Fanography is now a static website (and other improvements)
Almost eight years ago I launched Fanography. It has just received its biggest technical overhaul since then: fanography.info is now a static website, generated with Hugo and served from GitHub Pages.
From Flask to Hugo
Before, Fanography was a Flask application: a little Python server that assembled each page on the fly from the underlying classification data. That worked well, but it meant there was always a server that needed to keep running, be kept up to date, and be paid for in one way or another. So I rebuilt it from scratch with Hugo:
The old Flask application has been retired. As with moving my own website to Hugo, the migration should be invisible to visitors—please let me know if something broke!
New information on Fanography
Whilst I was busy with Fanography, I decided to add a bit of data that I've wanted to be there for a long time.
- The Mori–Mukai determinant
- Each entry page now displays the Mori–Mukai determinant $d(X)$, and it is included for all 105 families.

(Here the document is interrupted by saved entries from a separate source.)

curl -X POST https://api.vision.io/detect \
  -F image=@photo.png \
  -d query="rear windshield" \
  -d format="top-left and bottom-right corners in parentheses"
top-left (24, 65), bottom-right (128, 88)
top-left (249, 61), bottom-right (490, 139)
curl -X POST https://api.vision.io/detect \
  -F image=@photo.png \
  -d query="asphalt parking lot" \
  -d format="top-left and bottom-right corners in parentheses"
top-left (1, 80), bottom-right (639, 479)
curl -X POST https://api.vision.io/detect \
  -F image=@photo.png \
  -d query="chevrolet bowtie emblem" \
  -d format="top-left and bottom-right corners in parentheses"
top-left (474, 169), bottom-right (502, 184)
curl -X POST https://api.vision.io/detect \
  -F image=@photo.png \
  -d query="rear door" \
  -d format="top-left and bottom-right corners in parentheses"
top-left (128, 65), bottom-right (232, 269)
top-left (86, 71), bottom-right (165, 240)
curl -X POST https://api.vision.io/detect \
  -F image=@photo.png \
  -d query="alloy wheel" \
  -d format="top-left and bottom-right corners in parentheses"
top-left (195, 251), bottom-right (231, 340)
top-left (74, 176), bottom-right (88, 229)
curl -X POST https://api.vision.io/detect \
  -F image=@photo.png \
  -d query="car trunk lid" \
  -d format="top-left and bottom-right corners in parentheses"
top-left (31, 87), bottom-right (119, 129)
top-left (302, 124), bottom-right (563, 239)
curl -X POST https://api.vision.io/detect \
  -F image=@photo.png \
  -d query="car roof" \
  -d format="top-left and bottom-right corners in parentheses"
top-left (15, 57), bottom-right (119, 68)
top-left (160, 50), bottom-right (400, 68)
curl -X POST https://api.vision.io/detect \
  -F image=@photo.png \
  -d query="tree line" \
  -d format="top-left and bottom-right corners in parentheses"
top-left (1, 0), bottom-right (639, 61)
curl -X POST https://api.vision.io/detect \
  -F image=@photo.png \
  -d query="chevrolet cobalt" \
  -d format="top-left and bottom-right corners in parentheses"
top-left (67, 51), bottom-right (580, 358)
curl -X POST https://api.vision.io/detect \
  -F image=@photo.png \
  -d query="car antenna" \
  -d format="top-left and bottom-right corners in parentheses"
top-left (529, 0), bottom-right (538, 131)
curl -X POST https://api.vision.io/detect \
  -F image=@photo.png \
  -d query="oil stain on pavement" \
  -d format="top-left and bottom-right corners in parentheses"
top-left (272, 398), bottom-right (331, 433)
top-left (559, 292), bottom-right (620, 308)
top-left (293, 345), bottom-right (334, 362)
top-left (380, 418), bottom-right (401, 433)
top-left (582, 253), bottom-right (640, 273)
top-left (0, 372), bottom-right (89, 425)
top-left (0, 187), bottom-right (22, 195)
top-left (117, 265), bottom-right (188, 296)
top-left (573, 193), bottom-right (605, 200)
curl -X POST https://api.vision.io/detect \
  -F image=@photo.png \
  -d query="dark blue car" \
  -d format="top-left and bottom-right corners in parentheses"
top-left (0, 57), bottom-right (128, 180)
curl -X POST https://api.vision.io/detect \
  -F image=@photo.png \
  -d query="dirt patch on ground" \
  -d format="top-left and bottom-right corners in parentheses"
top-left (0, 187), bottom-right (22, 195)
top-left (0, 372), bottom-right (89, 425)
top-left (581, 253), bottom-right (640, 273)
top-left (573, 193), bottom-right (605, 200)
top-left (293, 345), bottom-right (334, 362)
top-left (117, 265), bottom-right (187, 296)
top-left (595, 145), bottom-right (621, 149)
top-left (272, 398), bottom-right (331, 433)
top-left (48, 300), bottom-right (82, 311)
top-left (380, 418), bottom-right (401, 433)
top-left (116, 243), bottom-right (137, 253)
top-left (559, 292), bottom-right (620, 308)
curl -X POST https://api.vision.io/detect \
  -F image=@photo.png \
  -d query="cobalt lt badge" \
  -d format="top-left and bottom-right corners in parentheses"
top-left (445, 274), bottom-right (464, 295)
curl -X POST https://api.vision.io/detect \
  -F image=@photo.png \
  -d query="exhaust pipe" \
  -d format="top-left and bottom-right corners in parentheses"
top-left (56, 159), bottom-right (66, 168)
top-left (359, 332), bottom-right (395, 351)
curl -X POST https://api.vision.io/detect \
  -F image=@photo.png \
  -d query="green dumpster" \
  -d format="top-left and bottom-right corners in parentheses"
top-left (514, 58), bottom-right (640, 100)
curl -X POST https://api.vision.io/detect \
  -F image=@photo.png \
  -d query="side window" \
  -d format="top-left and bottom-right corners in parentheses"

I wrote about this invariant, and how I computed it for every family, in a separate blogpost.
- Holomorphic Poisson structures
- There is a new card recording the holomorphic Poisson structures on $X$, that is, the global sections $\pi$ of $\wedge^2\mathrm{T}_X$ for which the Schouten–Nijenhuis bracket with itself vanishes, i.e., $[\pi,\pi]_{\mathrm{NS}}=0$. For Fano 3-folds of Picard rank 1 these were classified by Loray–Pereira–Touzet, and the card lists the irreducible components of $\mathbb{P}\mathrm{H}^0(X,\wedge^2\mathrm{T}_X)$ together with their dimensions. For higher Picard rank the classification is, as far as I know, still open. This sounds like a fun challenge!
Other improvements
A small quality-of-life improvement: you can now use the left and right arrow keys to move between consecutive families, which makes browsing the classification in order much more pleasant.
A handful of smaller additions came along for the ride:
- several rank-1 Fano 3-folds are now referred to by name;
- del Pezzo surface pages show the number of exceptional lines, and their polyvector parallelogram.
Maybe more updates to come soon!
Oh, and hyperkaehler.info is now also a static website! But that one didn't get any improvements, so no separate blogpost.